Recommendations: The Lexar UDMA model RW035 card reader out-performed the other three card readers tested by a wide margin. It can be purchased online from vendors like B&H Photo for under $30 and will most likely max out your USB 2.0 bus. Coupled with the Lexar UDMA reader I would strongly recommend the Transcend 266X UDMA cards as a best buy. These are available from NewEgg.com for under $35.00. The Lexar Pro 133X cards are over-priced in relation to the performance they provided in my opinion. I might note that the Lexar 2.0GB card used in my testing had to be repeatedly reformatted in order to delete the files on it. Simply using delete in File Explorer did not do it. I threw this defective card away after my testing was completed. The Sandisk Ultra-II has been discontinued to my knowledge.
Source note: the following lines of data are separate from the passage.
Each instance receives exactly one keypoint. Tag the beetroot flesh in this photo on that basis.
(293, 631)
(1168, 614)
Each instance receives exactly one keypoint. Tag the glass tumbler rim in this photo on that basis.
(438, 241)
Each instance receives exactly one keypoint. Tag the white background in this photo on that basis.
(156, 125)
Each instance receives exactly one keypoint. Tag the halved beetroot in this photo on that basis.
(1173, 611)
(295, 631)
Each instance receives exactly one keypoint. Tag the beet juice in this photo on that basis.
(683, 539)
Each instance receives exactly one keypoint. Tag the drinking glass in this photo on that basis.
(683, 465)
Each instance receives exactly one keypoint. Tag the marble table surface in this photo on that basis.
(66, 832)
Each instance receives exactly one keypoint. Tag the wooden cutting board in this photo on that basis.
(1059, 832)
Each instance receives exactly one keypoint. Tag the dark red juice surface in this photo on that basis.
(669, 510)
If you can find one at a discounted price, it worked better on the older non-UDMA readers. The Sandisk Ultra-III was kind of s disappointment considering its high cost. I also had to reformat it a second time. In its favor, it did include a mini-CD with some nice data recovery software on it. Again its performance may have been hindered by the card reader technology I used. The Sandisk Ultra-III, came in second place with the Lexar UDMA reader, which makes sense, since its a UDMA rated card. As far as the bargain priced cards go, you get what you pay for. None of the Kingston cards tested were very impressive. Avoid the cheap low cost, slower than 133X cards, unless you have a lot of patience, or an older camera. Note some older cameras that don't support the FAT-32 file format, can not format 2.0GB or larger flash cards.

Future Considerations: USB 3.0 is in the process of being approved by the IEEE standards body and promises to deliver 3.0Gbits per second performance similar to eSATA. eSATA on the other hand is here today, but no card readers exist to my knowledge that make use of it. This is a big disappointment, since solid state hard drives are available today with SATA interfaces on them. So SATA to flash memory chipsets must exist. Intel recently announced a break through in flash technology which promises a ten-fold increase in transfer speeds. So don't load up on present-day technology flash cards. Much faster flash chips and cards are on the way. These will probably end up in solid state hard drives at first, but should also migrate into flash cards at some later point. The problem will be to find a reader fast enough to do them justice. Again USB 3.0 may offer the solution.

Trivia: The X-speeds listed on many compact flash cards, actually refer back to the original Sony CD-ROM data transfer standard of 150KB per second read speed, or 1X CD data speed. So a 266X CF card is 266 times faster than an original 1x CD-ROM drive. Hard to believe that technology has come so far and has shrunk so small. I own a miniSD card that is smaller than a finger nail and can hold 32GB of data. Unbeliveable!